When America’s rage comes here: Political & law-enforcement violence in Australia and the US connection
- Joe Horvat
- Oct 21
- 2 min read
Updated: Oct 23
We all know violence is nothing new. But what’s happening right now with politically charged violence and attacks on law-enforcement in Australia has a very visible echo of what we’ve been seeing in the United States. My view: the rise in these kinds of incidents here is strongly influenced by the US story — and that matters.
What we’re seeing
You can find out more about these incidents by clicking on the event and you will be redirected to the source.
How the influence works
Global media and social media show us what’s “working” elsewhere: violent confrontation becomes visible, framed as “standing up” or “fighting back”.
When people here feel politically, socially or economically marginalised, the US model of “us vs them” (government/law-enforcement vs “the people”) becomes an accessible narrative.
Attacks on law enforcement and people who hold opposing views aren’t just “crime” now — they’re a statement. The US has elevated such violence into political theatre; we are starting to see the script here.
Politically-framed means anyone who disagrees with other views, not just politicians. At rallies, on the streets, disagreement becomes target. That aligns with US patterns.
Law-enforcement becomes a symbol of “the system” and so becomes a target. The US has many incidents of officers being attacked at protests or being targeted as icons of power. We’re seeing fragments of that in Australia.
Why this is this a problem?
Australia isn’t immune.

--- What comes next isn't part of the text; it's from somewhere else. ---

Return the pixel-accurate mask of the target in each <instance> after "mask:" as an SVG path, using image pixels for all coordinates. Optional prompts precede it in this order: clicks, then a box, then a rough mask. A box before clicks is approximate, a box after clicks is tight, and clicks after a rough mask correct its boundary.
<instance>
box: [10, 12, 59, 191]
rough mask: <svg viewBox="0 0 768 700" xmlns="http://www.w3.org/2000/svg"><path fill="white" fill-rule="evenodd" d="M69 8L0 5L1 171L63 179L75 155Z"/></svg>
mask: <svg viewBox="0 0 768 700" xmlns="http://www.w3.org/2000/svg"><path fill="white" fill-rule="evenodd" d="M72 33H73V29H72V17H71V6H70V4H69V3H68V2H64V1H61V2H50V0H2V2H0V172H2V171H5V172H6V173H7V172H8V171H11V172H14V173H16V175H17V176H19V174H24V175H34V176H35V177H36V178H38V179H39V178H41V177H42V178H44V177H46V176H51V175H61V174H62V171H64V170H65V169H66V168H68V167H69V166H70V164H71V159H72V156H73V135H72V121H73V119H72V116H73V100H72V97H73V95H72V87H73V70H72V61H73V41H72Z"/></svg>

We might think we are — “we’re different” — but the flows of ideas and behaviours mean we can slide faster than we’d like. The spike in attacks on law-enforcement and politically-framed violence suggests we’re already shifting.

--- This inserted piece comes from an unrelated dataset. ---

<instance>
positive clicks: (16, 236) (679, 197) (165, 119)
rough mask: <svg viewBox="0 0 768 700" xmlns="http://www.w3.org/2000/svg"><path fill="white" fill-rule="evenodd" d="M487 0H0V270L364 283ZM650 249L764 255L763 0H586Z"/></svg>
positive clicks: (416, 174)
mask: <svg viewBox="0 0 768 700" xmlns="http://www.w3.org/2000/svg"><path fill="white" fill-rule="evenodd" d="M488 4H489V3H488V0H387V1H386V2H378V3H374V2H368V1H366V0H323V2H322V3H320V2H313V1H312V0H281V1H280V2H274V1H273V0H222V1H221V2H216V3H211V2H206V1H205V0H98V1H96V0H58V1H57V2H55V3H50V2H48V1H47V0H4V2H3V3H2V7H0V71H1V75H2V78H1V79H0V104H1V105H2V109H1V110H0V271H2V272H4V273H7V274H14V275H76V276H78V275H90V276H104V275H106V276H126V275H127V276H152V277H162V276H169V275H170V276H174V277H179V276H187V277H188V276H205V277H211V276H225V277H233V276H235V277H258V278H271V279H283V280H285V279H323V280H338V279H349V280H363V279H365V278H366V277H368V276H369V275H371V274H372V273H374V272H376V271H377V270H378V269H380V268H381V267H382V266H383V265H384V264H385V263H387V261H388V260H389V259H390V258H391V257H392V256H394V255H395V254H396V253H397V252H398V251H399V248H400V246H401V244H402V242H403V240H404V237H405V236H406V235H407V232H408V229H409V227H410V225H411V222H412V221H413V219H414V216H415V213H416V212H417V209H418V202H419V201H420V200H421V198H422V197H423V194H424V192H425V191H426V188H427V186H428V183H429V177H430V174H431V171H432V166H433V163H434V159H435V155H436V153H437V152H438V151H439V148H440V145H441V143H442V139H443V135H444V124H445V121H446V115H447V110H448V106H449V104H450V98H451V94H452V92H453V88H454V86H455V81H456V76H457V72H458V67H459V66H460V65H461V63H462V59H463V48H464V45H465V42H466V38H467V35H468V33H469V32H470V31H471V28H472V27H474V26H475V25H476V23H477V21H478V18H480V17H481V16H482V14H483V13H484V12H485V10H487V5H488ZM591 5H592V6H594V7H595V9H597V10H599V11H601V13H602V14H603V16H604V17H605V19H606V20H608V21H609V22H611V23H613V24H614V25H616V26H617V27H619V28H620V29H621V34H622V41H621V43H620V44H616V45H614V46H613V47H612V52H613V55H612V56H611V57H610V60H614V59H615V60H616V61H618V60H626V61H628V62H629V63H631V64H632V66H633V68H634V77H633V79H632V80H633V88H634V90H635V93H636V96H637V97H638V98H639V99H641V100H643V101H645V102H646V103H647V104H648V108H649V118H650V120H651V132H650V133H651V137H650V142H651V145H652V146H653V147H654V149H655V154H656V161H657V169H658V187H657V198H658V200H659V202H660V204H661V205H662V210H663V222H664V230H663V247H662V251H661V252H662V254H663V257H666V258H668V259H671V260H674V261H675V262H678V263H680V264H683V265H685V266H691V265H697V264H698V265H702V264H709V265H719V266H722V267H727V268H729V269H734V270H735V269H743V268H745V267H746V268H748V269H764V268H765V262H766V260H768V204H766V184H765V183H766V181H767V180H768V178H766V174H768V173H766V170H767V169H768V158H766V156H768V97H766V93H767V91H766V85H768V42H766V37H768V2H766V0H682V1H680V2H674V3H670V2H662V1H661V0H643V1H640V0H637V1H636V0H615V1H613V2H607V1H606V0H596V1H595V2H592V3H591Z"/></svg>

If we don’t recognise that a large part of the trend is influenced by what we see overseas, especially in the US, we’ll be reactive rather than proactive. Violence asks for a platform. The US has shown what happens when that platform grows. Australia must recognise the signal earlier.
Take-away
Politically-framed violence and attacks on law-enforcement in Australia aren’t just local outbursts. They are strongly influenced by what we see in the US — from rhetoric, to high-profile incidents, to media representation of violence as a tool. Recognising that means we can shift from being surprised, to being prepared.
Violence doesn’t change anything. But understanding why people turn to it — especially when shaped by global narratives — might stop the next incident before it happens.